1. A submerged combustion melting system comprising: a submerged combustion melter having a housing that defines a melting chamber, the housing having a longitudinal axis; anda plurality of vibration damping devices operatively coupled to the housing to damp the vibration of the melter during operation, wherein at least one of the plurality of vibration damping devices is arranged to damp vibration in the direction of the longitudinal axis and at least another one of the plurality of vibration damping devices is arranged to damp vibration transverse to the longitudinal axis.

2. The submerged combustion melting system of claim 1, wherein the housing has a length extending along the longitudinal axis and a width, and wherein the length is greater than the width and a majority of the plurality of vibration damping devices extend in a direction traverse to the longitudinal axis.

3. The submerged combustion melting system of claim 2, wherein the majority of the plurality of vibration damping devices extend generally perpendicular to the longitudinal axis.

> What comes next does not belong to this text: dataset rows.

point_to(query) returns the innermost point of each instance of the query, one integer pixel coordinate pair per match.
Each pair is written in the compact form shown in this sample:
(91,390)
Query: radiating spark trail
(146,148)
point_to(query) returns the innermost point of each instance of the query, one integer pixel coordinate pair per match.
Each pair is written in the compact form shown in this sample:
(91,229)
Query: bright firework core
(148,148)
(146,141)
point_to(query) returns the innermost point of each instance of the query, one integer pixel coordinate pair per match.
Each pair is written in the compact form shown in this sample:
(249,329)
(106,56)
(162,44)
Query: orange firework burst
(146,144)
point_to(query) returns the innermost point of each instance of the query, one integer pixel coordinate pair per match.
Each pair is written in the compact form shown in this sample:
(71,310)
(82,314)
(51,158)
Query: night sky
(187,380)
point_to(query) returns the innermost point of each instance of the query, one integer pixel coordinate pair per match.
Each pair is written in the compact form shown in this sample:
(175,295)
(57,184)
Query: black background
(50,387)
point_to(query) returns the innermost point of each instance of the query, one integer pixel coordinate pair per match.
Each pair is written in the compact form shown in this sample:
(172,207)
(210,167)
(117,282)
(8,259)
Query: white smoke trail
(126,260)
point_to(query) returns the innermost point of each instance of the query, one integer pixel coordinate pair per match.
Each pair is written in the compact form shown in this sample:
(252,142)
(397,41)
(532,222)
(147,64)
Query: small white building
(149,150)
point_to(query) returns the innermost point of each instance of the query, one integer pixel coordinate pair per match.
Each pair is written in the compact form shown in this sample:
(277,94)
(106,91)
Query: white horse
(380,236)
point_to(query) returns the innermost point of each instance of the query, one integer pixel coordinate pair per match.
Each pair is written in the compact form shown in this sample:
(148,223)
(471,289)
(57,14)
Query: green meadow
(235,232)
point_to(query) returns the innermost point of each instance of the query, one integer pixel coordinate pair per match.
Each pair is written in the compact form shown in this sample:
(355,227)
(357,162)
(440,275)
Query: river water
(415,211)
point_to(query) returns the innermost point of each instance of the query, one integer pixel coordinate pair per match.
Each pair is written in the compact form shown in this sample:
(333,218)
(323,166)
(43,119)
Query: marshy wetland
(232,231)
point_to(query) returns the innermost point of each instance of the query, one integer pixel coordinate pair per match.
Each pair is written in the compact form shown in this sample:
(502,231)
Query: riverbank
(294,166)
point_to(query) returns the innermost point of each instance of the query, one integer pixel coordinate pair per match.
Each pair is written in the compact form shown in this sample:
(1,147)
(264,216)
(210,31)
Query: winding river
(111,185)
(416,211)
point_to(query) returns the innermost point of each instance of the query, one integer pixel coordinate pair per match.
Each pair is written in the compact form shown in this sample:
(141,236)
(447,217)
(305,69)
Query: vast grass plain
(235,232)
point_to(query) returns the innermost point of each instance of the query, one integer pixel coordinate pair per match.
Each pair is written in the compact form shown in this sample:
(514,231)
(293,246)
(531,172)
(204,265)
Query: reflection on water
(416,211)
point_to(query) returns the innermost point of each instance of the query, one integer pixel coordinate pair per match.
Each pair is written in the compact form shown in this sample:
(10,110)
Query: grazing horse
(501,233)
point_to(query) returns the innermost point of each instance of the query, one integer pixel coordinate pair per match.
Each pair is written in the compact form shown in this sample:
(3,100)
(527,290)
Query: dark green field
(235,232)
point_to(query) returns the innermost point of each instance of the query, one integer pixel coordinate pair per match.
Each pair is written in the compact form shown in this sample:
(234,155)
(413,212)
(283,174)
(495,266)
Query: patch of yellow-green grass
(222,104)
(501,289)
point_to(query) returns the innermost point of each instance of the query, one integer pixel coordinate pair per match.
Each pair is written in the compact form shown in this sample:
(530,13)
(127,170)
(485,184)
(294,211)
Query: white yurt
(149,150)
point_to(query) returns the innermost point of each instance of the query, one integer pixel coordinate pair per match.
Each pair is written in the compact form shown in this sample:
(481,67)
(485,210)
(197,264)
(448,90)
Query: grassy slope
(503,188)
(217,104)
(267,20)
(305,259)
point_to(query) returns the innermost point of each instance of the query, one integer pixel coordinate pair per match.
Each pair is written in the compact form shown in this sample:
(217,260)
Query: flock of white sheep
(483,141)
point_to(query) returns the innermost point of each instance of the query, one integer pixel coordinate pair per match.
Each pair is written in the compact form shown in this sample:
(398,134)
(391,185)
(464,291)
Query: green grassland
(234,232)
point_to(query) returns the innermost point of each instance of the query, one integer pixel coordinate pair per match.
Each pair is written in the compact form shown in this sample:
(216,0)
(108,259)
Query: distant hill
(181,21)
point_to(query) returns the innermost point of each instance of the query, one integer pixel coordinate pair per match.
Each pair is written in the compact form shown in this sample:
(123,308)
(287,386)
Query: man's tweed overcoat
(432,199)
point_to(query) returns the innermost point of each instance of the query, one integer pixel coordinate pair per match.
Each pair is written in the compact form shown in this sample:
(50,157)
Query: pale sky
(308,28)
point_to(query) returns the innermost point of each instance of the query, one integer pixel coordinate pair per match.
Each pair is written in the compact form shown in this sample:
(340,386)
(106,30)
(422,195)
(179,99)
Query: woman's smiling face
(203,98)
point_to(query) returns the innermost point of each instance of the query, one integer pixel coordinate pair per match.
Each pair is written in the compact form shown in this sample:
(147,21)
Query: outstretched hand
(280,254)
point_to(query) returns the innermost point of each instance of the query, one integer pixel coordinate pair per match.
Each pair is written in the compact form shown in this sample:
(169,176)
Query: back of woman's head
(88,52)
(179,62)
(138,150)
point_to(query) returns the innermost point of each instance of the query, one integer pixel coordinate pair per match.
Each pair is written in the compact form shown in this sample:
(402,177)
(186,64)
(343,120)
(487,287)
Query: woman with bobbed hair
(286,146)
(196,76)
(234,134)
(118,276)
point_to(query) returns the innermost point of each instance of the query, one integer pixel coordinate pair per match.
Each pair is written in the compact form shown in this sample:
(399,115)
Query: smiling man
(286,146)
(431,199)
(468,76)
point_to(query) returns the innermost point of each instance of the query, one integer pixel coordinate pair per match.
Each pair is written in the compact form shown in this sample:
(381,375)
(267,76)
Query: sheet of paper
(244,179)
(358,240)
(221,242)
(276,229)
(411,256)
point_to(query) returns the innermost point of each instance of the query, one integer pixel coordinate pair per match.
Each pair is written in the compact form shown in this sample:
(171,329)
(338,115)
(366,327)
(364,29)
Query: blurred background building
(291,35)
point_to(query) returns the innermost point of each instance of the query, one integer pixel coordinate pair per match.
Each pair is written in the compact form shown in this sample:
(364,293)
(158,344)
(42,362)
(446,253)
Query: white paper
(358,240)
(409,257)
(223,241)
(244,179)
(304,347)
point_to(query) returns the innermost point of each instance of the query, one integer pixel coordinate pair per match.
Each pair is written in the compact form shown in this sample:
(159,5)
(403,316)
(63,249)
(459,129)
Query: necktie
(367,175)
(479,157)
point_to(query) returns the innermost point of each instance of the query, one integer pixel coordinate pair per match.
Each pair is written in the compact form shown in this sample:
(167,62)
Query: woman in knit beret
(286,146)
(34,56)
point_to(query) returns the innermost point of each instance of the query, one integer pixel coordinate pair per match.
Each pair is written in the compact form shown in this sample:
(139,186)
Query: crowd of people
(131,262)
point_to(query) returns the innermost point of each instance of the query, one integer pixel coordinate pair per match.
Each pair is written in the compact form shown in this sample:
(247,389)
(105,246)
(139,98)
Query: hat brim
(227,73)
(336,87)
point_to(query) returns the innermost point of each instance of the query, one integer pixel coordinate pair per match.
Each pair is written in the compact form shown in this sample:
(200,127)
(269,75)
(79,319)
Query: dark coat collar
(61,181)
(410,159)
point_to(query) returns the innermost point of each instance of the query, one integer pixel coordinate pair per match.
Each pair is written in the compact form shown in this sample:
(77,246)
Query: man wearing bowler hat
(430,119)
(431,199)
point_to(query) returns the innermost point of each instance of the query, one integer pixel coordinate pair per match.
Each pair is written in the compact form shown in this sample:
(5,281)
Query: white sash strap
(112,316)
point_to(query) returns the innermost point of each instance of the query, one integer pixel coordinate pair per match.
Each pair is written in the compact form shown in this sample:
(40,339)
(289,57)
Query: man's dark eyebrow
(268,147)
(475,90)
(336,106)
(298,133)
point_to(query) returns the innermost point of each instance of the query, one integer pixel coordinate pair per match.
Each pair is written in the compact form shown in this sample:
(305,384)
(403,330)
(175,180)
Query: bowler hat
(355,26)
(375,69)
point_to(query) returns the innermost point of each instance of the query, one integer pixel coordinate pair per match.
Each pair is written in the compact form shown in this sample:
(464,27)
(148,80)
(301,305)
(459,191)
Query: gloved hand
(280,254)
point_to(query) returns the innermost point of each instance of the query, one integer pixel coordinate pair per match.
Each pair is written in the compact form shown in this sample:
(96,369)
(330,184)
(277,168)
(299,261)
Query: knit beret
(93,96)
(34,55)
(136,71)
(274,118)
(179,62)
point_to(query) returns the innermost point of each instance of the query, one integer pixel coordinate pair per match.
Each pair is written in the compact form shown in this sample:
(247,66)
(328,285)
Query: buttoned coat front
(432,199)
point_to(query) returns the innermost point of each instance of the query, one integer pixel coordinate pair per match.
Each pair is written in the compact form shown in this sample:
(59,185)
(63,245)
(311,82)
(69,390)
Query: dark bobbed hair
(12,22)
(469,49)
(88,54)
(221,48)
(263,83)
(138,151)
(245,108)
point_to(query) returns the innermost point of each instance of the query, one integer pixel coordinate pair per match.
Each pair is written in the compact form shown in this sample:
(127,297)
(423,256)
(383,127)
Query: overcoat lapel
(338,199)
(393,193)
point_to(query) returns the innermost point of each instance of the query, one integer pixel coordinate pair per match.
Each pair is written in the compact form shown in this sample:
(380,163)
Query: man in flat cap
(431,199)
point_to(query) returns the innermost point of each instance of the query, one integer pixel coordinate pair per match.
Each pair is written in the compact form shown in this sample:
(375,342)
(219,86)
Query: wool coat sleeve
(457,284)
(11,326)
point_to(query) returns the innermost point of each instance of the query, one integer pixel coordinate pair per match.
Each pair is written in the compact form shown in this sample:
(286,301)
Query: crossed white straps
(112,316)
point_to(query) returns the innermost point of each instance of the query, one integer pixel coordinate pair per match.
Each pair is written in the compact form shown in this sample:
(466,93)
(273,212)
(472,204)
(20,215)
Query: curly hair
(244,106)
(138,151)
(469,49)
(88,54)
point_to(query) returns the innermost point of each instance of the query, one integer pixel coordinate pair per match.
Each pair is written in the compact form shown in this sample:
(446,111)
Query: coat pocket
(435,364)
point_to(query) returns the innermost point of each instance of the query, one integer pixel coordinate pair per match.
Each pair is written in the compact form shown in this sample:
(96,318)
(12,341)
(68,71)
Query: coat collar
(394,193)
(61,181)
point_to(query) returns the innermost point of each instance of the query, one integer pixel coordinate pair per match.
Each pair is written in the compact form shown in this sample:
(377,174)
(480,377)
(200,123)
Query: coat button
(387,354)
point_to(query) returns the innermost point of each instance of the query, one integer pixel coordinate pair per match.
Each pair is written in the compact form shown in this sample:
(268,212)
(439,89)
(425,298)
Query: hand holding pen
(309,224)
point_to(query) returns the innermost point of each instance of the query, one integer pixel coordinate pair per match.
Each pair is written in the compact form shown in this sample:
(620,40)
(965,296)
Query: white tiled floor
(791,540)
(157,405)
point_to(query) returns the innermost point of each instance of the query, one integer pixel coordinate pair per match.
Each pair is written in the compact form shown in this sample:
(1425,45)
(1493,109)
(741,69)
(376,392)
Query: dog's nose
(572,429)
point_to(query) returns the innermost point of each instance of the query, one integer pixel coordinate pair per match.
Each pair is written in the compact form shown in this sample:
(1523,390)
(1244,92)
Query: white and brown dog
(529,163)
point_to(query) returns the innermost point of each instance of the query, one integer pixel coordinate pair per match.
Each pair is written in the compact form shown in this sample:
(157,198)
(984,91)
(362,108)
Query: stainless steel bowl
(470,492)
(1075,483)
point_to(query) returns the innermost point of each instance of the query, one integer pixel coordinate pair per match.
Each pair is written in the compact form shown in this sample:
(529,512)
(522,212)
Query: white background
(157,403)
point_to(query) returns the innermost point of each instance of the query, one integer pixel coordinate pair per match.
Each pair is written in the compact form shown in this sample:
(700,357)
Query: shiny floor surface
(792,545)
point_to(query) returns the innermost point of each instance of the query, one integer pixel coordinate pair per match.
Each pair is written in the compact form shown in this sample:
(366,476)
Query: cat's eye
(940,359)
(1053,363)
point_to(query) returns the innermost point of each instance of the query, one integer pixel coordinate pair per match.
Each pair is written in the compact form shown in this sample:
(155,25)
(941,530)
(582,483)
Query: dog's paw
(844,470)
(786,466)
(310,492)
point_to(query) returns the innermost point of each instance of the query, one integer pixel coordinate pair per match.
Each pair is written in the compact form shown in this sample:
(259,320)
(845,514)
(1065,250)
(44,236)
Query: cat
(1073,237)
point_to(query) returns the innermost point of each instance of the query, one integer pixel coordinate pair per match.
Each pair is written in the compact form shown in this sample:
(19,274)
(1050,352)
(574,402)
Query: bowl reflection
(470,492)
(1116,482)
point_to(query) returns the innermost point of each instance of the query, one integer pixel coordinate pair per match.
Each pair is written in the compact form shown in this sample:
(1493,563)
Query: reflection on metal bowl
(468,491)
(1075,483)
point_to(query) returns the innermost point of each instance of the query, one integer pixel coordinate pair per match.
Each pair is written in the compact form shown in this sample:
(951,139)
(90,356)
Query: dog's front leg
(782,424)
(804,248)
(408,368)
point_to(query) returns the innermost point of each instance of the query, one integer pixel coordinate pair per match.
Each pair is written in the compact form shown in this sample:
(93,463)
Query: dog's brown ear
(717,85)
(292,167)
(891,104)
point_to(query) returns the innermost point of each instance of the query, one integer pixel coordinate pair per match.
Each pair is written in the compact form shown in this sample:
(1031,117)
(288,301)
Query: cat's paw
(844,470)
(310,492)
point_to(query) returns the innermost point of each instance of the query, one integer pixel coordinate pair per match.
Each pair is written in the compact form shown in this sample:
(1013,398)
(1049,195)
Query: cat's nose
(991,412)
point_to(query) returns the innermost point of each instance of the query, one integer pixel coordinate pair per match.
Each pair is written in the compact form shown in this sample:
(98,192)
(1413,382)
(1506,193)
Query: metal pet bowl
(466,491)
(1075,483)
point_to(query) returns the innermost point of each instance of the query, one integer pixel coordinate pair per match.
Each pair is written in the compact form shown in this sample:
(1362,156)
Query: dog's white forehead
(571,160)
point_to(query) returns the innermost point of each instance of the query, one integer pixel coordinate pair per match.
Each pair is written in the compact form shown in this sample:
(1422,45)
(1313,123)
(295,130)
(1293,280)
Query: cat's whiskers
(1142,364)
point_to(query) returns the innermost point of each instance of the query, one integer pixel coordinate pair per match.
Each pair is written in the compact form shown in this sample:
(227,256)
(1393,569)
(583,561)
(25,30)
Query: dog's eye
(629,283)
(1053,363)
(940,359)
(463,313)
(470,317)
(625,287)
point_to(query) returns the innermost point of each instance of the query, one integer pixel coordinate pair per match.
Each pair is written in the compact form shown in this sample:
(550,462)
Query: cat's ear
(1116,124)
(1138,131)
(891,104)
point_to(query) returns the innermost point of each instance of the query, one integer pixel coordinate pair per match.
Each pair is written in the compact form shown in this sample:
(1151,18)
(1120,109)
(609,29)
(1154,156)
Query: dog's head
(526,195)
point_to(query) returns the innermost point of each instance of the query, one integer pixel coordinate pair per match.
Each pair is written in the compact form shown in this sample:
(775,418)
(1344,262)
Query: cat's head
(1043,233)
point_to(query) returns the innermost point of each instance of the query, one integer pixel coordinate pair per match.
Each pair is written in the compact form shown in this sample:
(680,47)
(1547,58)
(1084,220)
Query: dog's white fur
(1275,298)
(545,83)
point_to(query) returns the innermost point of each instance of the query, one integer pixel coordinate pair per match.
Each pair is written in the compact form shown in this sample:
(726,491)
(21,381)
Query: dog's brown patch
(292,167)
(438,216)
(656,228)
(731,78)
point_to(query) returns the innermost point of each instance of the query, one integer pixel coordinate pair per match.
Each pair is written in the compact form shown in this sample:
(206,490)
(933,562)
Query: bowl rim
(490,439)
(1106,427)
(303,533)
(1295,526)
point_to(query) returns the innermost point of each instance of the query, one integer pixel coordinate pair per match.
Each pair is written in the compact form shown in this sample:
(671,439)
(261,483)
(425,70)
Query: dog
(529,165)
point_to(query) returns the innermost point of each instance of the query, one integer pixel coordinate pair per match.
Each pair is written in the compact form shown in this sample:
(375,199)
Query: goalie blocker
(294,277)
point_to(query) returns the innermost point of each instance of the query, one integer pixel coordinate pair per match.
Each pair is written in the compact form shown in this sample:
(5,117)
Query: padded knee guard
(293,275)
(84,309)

4. The submerged combustion melting system of claim 2, wherein at least twice as many vibration damping devices extend in a direction traverse to the longitudinal axis as extend in a direction parallel to the longitudinal axis.

5. The submerged combustion melting system of claim 1, wherein one or more of the plurality of vibration damping devices are dry friction damping devices.

6. The submerged combustion melting system of claim 1, further comprising at least one projection extending from a roof of the housing.

7. The submerged combustion melting system of claim 6, wherein at least one of the plurality of vibration damping devices is operatively coupled to the projection.

8. The submerged combustion melting system of claim 1, wherein a magnitude of the damping force for each of the plurality of vibration dampers is adjustable.

9. The submerged combustion melting system of claim 8, wherein the magnitude of the damping force for each of the plurality of vibration dampers is adjustable in the range of about 50 pounds to about 100 pounds.

10. The submerged combustion melting system of claim 1, wherein the plurality of damping devices, in operation, each have a stroke length of less than ½ inch and apply a damping force over substantially the entire stroke length.